For ECE I’ve been reading “Places of Curriculum Making” but this week I want to respond to it a little differently by collecting the various picture book titles that are mentioned in this book because they are excellent resources to help students discuss belonging and identity.
The Name Jar by Yangsook Choi is a book about learning to value our differences. I have read this beautiful book and the message that we can try to fit in but that our differences make us special made me fall in love with this book. The main character comes to a new classroom from Korea and decides to ask her classmates to help her choose a new “american” name. On her journey through this process a classmate learns her real name and begins to encourage her to keep her special name. I would use this book to start a discussion and story sharing where students are asked to share what makes their name special, what stories are told about their name in their family and where did their name come from.
What you Know First by Patricia MacLachlan is the story of a child leaving the home they know for the unknown. Patricia’s stories are always well written, the words perfectly chosen and manage to convey so much in the least amount of text. This story is no different it is incredibly powerful and tells the importance of remembering our past while remaining open to change. This would be an excellent book to open a discussion about memories of places our students have been and honour the journeys that brought us all to the common classroom we are in now. It would also be a great book for when a students leaves or joins the classroom to give them an invitation to share their stories about moving.
Tea with Milk by Allen Say is remarkable for more than just Say’s amazing illustrations. This story expresses the frustrations of a young woman as she tries to find her home and identity. This book would be great to use with teens or students struggling with finding their identity, especially when that identity may be different from what their parents would like it to be. The exploration of the main character as she breaks from tradition and tries to find her place will resonate with teens who are searching for their own identity and could serve as an excellent prompt to share the things that make us distinct from our parents.
Puff the Magic Dragon by Peter Yarrow.

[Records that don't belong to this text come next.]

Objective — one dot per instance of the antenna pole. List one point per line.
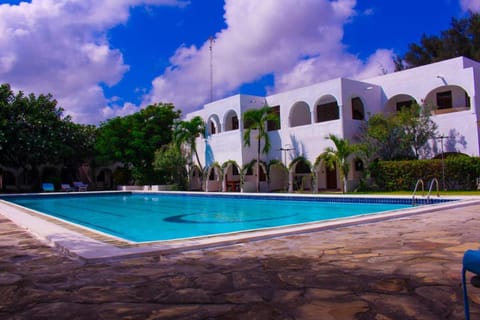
(212, 40)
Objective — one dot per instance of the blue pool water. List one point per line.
(142, 217)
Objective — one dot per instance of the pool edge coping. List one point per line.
(78, 245)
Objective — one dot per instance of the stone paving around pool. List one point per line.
(408, 268)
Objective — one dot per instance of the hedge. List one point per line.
(461, 173)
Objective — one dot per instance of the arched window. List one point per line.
(327, 109)
(300, 114)
(358, 111)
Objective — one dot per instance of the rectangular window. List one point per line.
(327, 112)
(444, 100)
(274, 125)
(404, 104)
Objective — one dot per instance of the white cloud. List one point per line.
(299, 42)
(473, 5)
(60, 47)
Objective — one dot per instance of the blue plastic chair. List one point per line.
(471, 263)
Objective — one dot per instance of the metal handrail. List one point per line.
(419, 181)
(430, 188)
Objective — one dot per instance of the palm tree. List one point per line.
(256, 119)
(338, 156)
(187, 132)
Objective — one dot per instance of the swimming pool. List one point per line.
(146, 217)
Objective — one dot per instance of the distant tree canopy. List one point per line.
(462, 39)
(133, 139)
(399, 136)
(33, 131)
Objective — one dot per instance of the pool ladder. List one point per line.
(420, 183)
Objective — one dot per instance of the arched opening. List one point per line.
(326, 109)
(195, 179)
(326, 178)
(302, 175)
(446, 99)
(300, 114)
(231, 121)
(232, 177)
(358, 109)
(398, 102)
(250, 177)
(278, 177)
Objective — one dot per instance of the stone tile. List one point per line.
(394, 269)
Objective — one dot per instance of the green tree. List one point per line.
(399, 136)
(339, 156)
(133, 139)
(170, 163)
(462, 39)
(34, 131)
(186, 132)
(416, 126)
(255, 121)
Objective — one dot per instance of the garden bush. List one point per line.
(461, 173)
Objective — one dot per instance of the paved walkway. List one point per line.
(398, 269)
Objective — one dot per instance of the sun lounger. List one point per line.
(48, 187)
(80, 186)
(67, 187)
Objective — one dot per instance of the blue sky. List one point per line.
(106, 58)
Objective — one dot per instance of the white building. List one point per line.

I must be honest that I grew up on this song and so will always consider it with great fondness. I will also always prefer it as a song story rather than a storybook. My bias aside, it is an excellent story about growing up and the things we leave behind as we grow. This could be an excellent introduction to a sharing session where students bring in something they once loved but have now outgrown and share the memories that they have of it.
Where the Sidewalk Ends by Shel Silverstein is an essential book for any classroom library. Mr. Silverstein’s poetry is funny, thought provoking, and child friendly. I still avoid picking my nose thanks to his poem about the sharp tooth snail that lives up your nose to bite off fingers. Sometimes his poetry manages to be profound even in it’s silliness and gives a way into tough topics without the need for a lengthy story. Even if he just helps you as a teacher find the playfulness of childhood it is worth the price of the book.